The judgment, delivered by Justice Mphokiseng Dube in Bulawayo, declared the removal of the applicants void and ordered their immediate reinstatement.

The case arose from allegations that the applicants were unlawfully removed as directors of DGL through the filing of a CR6 return on August 4, 2024.

The applicants argued that the filing, which indicated their resignation, was invalid as it did not follow due process outlined in the Companies and Other Business Entities Act (Chapter 24:31).

They contended they were neither invited to a meeting to discuss their removal nor had they resigned voluntarily.

The pair stated that their removal was done without proper notice, a valid resolution, or consultation with shareholders.

Furthermore, they claimed the changes were affected by the third respondent, Xing Ming Chang, whose signature appeared on the disputed CR6 return.

DGL and Hidden Spring Investments (Pvt) Ltd did not oppose the application. Xing, the sole opposing party, argued that the applicants lacked locus standi (legal footing) and that the matter required oral evidence due to material disputes of fact.

However, the court found Xing’s arguments vague and unsupported by evidence. Justice Dube noted that Xing failed to deny key allegations, including his role in effecting the changes to the CR6 return.

The court ruled that the removal of the applicants was a nullity, as it violated Section 202 of the Companies and Other Business Entities Act and the articles of association of the first respondent.

Justice Dube emphasised that corporate governance principles and natural justice were ignored in the process.

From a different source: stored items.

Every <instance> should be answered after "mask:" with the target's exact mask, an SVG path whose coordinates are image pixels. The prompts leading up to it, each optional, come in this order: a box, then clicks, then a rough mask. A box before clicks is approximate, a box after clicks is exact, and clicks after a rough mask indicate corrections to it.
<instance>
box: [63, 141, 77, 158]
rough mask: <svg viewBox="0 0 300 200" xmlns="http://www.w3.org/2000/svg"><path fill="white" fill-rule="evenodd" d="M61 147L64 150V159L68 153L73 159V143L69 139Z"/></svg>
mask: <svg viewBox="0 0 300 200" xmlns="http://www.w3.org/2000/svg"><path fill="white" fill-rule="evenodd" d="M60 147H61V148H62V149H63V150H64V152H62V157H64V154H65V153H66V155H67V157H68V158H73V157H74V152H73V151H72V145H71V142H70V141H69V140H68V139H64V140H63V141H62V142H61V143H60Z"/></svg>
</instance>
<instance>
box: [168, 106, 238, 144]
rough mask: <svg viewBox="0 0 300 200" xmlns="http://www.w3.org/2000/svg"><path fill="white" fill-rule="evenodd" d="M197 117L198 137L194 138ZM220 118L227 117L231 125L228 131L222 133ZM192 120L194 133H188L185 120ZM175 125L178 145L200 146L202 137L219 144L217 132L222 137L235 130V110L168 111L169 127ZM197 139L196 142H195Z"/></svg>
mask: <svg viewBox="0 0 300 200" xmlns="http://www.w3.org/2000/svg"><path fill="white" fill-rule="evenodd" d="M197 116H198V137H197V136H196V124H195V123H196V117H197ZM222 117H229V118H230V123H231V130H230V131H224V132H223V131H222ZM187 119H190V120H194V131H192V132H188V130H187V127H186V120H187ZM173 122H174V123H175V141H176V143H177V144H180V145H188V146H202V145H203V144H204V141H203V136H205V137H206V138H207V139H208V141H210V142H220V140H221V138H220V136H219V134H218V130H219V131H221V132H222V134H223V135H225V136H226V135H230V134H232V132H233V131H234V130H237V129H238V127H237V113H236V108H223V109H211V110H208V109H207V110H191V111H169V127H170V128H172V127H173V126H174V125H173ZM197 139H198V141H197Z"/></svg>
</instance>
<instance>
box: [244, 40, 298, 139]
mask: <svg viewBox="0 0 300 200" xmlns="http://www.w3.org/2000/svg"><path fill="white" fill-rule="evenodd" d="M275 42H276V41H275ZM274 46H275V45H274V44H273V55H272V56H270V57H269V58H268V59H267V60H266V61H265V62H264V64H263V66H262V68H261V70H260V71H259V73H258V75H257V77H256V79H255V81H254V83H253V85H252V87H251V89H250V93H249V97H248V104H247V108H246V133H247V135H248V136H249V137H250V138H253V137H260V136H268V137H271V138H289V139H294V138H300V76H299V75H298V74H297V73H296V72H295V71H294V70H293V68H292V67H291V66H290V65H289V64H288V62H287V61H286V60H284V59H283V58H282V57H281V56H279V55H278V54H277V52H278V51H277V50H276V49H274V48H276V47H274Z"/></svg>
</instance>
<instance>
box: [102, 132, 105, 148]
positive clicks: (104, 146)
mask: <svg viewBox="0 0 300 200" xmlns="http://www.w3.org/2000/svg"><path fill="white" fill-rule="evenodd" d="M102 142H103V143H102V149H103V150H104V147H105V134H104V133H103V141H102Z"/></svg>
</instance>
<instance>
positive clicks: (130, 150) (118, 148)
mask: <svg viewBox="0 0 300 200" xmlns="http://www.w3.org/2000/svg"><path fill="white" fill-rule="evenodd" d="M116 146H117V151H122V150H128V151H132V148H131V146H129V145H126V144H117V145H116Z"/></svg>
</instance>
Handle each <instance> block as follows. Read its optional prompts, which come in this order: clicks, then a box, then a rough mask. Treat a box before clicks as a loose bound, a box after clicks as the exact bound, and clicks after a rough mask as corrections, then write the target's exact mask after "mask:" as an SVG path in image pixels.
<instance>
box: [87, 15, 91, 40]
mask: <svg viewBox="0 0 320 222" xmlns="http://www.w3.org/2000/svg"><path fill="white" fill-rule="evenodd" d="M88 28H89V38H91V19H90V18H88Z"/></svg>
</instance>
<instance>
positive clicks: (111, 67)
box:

The court also dismissed Xing’s objection to the applicants’ affidavits, expunging Mr Hughe’s affidavit but stating that this did not affect the merits of the case.

The applicants successfully demonstrated a direct and substantial interest in their positions as directors and satisfied the requirements for a declaratory order under Section 14 of the High Court Act [Chapter 7:06].

The ruling restores the applicants to their positions as directors of DGL. Costs of the suit were awarded to the applicants.

Madzima and Co Law Chambers represented the applicants, while Guwuriro and Associates acted for Xing.